Unlike most other beverages one simply can’t ask for tea and know what to expect, making tea both a bit more common but also captivating for those looking to expand their palate. There are six main types of tea, however within those types are thousands of varieties. It is truly amazing that camellia sinensis, combined with terroir, a dash of human intervention and some creativity yields a liquor with so many different flavors.
Oxidation starts in tea leaves as soon as they are plucked from the plant, just like how an apple starts to turn brown as soon as it is cut. The oxidation helps to create the flavor in the tea. Tea leaves are allowed to wither in the sun to both dehydrate the leaves and allow oxidation to continue. The point in the manufacturing process at which oxidation is stopped, via application of heat, largely dictates the classification of the finished product.
White tea is made primarily from the bud of the tea plant (downy buds) but may include the first two leaves on the branch. The name comes from the white hairs that are present on the outside of the buds. Typically this type of tea is allowed to whither outside in the sun to dry before being heated to stop oxidation. White tea is not rolled or panned and is lightly handled. Often, white tea is made from the first buds of the growing season, called the first flush.
Green tea is a type of tea where oxidation is stopped very early in the manufacturing process. The oxidation is stopped either through steaming, as is common practice in Japan, or through heating over a fire or in a stove. By stopping the oxidation early, the leaves remain green.
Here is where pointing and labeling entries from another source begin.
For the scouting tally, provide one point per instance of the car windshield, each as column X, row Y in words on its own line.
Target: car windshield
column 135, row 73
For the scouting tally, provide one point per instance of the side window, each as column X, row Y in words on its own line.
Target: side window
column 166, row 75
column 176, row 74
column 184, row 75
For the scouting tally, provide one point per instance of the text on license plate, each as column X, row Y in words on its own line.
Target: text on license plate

Typically this is less than 10% oxidation.
Yellow teas are a lightly oxidized version of tea where, after withering, the leaves are lightly steamed allowing for enzymatic oxidation, the chemical process where flavonoids breakdown resulting in the browning of the leaves and the development of the flavor. This is a rather labor intensive process that requires special training, which limits the production capacity for this type of tea. Also, this tea comes in and out of favor with the Chinese public, the primary country producing yellow tea, so getting this in the US is often challenging if Chinese consumers are not demanding it.
Providing some of the greatest variety in style, taste, and appearance, oolong teas are partially oxidized, anywhere from 10-80%, before being heated to stop oxidation. Oolong, also known as wulong or black dragon teas, feature twisted tea leaves that are said to resemble the shape of a dragon. They have their origin in the Fujian province of China though are now produced in other countries, notably Taiwan. These teas are hand twisted or rolled after oxidation and were traditionally the Emperor’s tea. These teas are the Bordeaux of the tea world, amazingly complex in taste, highly prized, and can be quite expensive when compared to other teas. However, for the true tea enthusiasts there is nothing like them.
Known as red tea by the Chinese for the color of the brewed liquor, black tea is the most common type of tea consumed in the United States as it is typically the base for iced tea. Black tea is a more fully oxidized version of the tea leaves, ranging anywhere from 50-100% oxidized. Some of the teas best known in the west are black tea based blends including English Breakfast and Earl Grey.
Pu-erh (Dark Teas)
The only type of teas that are actually fermented are pu-erh. This is green tea that has fermented after completing the manufacturing process. This is truly a unique tea that reflects the history of where it was founded. Pu-erh was historically made in the Yunnan province of China and traded with Tibet and Mongolia for horses. To make the trip, the tea was compressed into narrow circular disks which traveled as long as six months before being traded. Due to the organisms that grew in the trees in the Yunnan province the tea would naturally ferment. Aged pu-erh is rare, highly sought after, and often comes at a high price. To satisfy demand and sell a more profitable product two Chinese tea manufacturers got together in the 1960’s and created an accelerated fermenting process, which is not looked upon favorably by traditionalists, but allows for wider circulation of this tea.
Exploration Beyond the Six Main Types of Tea
Each of these large types of tea have many more subcategories that are worthy of their own investigation and offer more options than I can list. Learning about all of them makes exploring tea a fun life long journey.